Winnipeg Jets Hockey Academy-trained goalies to share the ice for Jets Skills CompetitionJanuary 2, 2023 10:00 am
The Winnipeg Jets will have many young fans eager to cheer them on and give them high-fives at the Skills Competition on Jan. 4. But the Jets players won’t be the only role models on the ice for the event.
Ron Cailo and Christmas Johnson, who are high school hockey goalies for the St. Paul’s Crusaders and Balmoral Hall Blazers respectively, will strap on their pads and join the Jets as they show off their skills.

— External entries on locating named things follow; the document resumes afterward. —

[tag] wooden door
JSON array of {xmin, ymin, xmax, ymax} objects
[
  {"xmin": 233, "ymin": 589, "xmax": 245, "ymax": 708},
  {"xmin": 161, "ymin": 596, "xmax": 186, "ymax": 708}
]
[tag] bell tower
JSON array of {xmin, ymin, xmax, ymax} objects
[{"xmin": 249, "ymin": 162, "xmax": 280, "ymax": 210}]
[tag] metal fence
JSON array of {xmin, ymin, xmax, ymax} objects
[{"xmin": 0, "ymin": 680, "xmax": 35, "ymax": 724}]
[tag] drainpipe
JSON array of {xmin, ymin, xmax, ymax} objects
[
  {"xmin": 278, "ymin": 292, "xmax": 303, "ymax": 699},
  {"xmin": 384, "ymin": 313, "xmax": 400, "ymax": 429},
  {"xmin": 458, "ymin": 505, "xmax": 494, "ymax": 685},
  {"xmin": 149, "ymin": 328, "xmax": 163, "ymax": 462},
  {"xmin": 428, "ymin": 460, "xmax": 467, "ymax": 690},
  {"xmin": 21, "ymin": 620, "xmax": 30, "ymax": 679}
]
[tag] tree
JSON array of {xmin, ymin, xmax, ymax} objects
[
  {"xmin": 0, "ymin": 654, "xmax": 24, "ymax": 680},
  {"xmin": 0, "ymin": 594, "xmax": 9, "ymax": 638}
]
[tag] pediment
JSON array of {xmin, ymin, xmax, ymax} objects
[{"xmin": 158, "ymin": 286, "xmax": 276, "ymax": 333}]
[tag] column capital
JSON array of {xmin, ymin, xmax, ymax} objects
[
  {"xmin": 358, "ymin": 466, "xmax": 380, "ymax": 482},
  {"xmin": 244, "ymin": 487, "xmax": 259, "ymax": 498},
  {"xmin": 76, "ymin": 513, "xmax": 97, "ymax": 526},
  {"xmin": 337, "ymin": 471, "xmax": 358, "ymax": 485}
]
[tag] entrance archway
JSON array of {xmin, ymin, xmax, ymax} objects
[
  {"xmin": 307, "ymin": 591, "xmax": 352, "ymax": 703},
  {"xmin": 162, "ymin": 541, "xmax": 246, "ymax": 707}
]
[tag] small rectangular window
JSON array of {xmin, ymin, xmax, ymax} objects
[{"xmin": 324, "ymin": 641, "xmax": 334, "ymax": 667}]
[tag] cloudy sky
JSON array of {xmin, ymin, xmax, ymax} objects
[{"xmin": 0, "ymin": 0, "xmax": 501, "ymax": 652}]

Cailo and Johnson may not be professional hockey players, but they’re certainly looked up to by many, particularly youth in the Winnipeg Jets Hockey Academy (WJHA) – a play-based hockey program of the True North Youth Foundation (TNYF) designed to increase school attendance and high school graduation rates in socially and economically challenged schools in Winnipeg.
Both Cailo and Johnson have developed on and off the ice with the WJHA, and both got their start in hockey in elementary school through the program.
“When I first skated, I was a forward, but that didn’t last long,” recalled Cailo. “In elementary school, each player took a turn playing goalie. I didn’t know much about the position because I was new to the sport at the time, but I fell in love with it when I got my turn.”
Johnson’s experience was much the same, and she quickly grew fond of being relied upon by her team.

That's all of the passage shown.